According to Stretch and White (2010), the life expectancy of women is much higher than men with women in our society living up to five years longer. Also infant mortality rates for boys are higher than they are for girls.

Research shows that men smoke more than women, smoking is likely to shorten the life expectancy. According to the chart below lung cancer rates are higher for men than women. There is a chance that it could shorten your life expectancy. [pic 1]

Chart 1 smoking and lung cancer rates

        [pic 2]

Why is the lung cancer rates failing in males but rising in females?

I have found out that new research has been made, The Office of National Statistics released new data which shows a slow rising trend in the disease amongst women between 1993 and 2008 - but a considerable fall amongst men in the same period. Cancer Research UK said the fall in lung cancer incidence in men over the last 20-30 years is directly linked to the fall in smoking prevalence in men in Britain in the second half of the last century. Eighty two per cent of men smoked in 1948 compared to 22 per cent today. In contrast, smoking was never a majority habit amongst British women, but prevalence of smoking among women in Britain remained stable after the war, when 41 per cent smoked, and 1970, when 44 per cent smoked, and the slow reduction of female smokers since. In 2009 there were 264,700 newly diagnosed cases of malignant cancers generally registered in England. The primary cause of lung cancer is cigarette smoke, with around 90 per cent of lung cancers in men and 83 per cent in women estimated to be caused by cigarettes. Lung cancer accounts for around 14 per cent of all cancers in men and 11 per cent of all cancers in women.
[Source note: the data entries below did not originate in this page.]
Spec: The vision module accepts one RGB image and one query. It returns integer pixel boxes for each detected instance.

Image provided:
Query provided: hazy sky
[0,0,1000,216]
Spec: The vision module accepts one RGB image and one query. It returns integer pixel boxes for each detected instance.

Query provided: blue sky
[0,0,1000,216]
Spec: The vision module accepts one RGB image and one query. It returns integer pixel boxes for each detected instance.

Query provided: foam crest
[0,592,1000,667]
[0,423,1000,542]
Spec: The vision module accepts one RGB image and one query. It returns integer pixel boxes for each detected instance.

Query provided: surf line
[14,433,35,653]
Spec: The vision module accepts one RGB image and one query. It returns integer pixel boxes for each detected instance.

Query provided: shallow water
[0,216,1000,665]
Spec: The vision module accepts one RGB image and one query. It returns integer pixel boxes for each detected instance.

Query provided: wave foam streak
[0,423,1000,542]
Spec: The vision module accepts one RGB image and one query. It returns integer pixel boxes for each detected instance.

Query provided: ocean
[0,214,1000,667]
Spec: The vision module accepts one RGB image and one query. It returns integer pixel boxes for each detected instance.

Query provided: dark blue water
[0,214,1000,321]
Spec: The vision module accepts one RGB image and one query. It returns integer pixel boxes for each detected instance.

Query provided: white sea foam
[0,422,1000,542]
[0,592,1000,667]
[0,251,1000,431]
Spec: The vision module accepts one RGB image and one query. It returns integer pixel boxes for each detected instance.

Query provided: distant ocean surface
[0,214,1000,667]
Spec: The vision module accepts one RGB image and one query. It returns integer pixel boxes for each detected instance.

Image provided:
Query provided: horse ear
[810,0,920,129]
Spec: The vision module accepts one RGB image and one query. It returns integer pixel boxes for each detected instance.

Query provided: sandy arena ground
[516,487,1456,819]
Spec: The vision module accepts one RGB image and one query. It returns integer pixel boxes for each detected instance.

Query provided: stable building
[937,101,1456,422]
Graph 3 smoking rates and lung cancer rates in 2010

As you can see from the graph men have higher smoking rates than women, but looking closely at the lung cancer rates females have lower rates, so both of the percentage are showing that men are likely to die before women.

But according to the guardian newspaper I have discovered that Smoking falls to lowest level in UK since recording started in 1940s. “The proportion of adults smoking in the UK has declined to its lowest level since recording started in the 1940s, with official figures suggesting that the habit’s prevalence among over-18s fell from 19.8% in 2012 to 18.7% in 2013. Figures from the Office for National Statistics (ONS) suggest that men are still more likely to smoke – 21.1% of them against 16.5% of women – while a third of the population claim to be ex-smokers. Nearly half claim to have not smoked at all. Tobacco industry figures in the 1940s showed well over half the over-16s in the UK were smokers, with the proportion rising to nearly two-thirds of men. The proportion of women smokers did not peak until the late 1960s. When the ONS started collating figures in 1974, 45% of Britons smoked, 52% of men and 41% of women. The latter survey has previously indicated the decline in smoking might even have stalled with a stubborn 20% of over-16s still smoking, a percentage that was unchanged in three years from 2010-2012.”